Let's rewrite string_to_min_hash to include a seed parameter that "salts" the hash function.

In [23]:
def string_to_min_hash(Astr, k, seed=0):
return min([mmh3.hash(Astr[i:i+k], seed) for i in xrange(len(Astr)-k+1)])


Now we can call string_to_min_hash with various hash functions, or various saltings of the same function.

In [24]:
[string_to_min_hash("hello", 3, k) for k in xrange(10, 20)]

Out[24]:
[-1948827108,
-1610908706,
-1823680268,
-1885168061,
-1068521670,
-1692363780,
-1923178236,
-85412340,
-1121674942,
-2094403364]
In [25]:
def jaccard_min_kmer_hashes(Astr, Bstr, k, seeds=[0]):
tot = sum(string_to_min_hash(Astr, k, seed) == string_to_min_hash(Bstr, k, seed) for seed in seeds)
return float(tot) / len(seeds)

In [26]:
jaccard_min_kmer_hashes("ABC", "ABD", 2, seeds=xrange(10))

Out[26]:
0.3

Not a terrible estimate.

In [27]:
jaccard_min_kmer_hashes("ABC", "ABD", 2, seeds=xrange(100))

Out[27]:
0.38

Again, not terrible.

In [28]:
jaccard_min_kmer_hashes("ABC", "ABD", 2, seeds=xrange(10000))

Out[28]:
0.3299

A very good estimate: off by only about 1%.

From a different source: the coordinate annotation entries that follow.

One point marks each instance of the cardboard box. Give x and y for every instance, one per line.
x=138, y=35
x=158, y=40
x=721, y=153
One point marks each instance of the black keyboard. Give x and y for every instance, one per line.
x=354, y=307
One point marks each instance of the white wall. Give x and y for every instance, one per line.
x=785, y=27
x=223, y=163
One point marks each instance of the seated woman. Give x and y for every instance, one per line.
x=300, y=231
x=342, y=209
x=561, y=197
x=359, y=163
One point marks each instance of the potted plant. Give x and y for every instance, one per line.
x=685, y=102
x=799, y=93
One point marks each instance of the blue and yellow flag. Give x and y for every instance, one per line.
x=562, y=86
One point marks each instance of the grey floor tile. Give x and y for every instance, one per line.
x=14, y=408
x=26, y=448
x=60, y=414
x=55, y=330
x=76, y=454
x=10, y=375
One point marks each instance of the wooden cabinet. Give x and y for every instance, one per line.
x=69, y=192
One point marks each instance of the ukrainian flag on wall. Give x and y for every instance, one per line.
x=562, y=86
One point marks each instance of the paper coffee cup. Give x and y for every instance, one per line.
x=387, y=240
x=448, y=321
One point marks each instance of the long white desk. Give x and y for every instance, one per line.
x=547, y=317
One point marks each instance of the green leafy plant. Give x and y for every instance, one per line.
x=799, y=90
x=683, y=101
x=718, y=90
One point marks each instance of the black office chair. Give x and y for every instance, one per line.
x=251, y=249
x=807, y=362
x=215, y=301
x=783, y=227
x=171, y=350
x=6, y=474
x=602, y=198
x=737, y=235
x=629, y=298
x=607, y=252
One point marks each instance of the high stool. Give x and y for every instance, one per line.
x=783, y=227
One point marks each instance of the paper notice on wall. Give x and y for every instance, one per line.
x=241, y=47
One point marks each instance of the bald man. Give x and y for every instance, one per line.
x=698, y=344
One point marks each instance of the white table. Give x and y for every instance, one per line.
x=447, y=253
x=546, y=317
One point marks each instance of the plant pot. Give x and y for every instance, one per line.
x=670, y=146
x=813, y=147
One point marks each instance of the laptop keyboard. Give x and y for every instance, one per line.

Why does this function give an estimate of Jaccard similarity? Each hash function permutes the ordering of the $k$-mers differently. For each permutation, some $k$-mer from the union of all $k$-mers becomes the minimal one. By calculating the fraction of the hash functions for which this minimal $k$-mer is present in both sets, we're estimating the size of the intersection divided by the size of the union: the Jaccard similarity.

In [29]:
def random_jaccard_kmer(length, k):
str1 = ''.join([random.choice('ACGT') for _ in xrange(length)])
return str1, str2, jaccard_min_kmer_hashes(str1, str2, k, seeds=xrange(10))

import timeit
timeit.timeit('random_jaccard_kmer(1000, 10)',
setup='''
from __main__ import random_jaccard_kmer;
import random;
random.seed(223)''',
number=10000)

Out[29]:
70.54861879348755

It's slower than what we had before, but for sufficiently large sets it could be faster.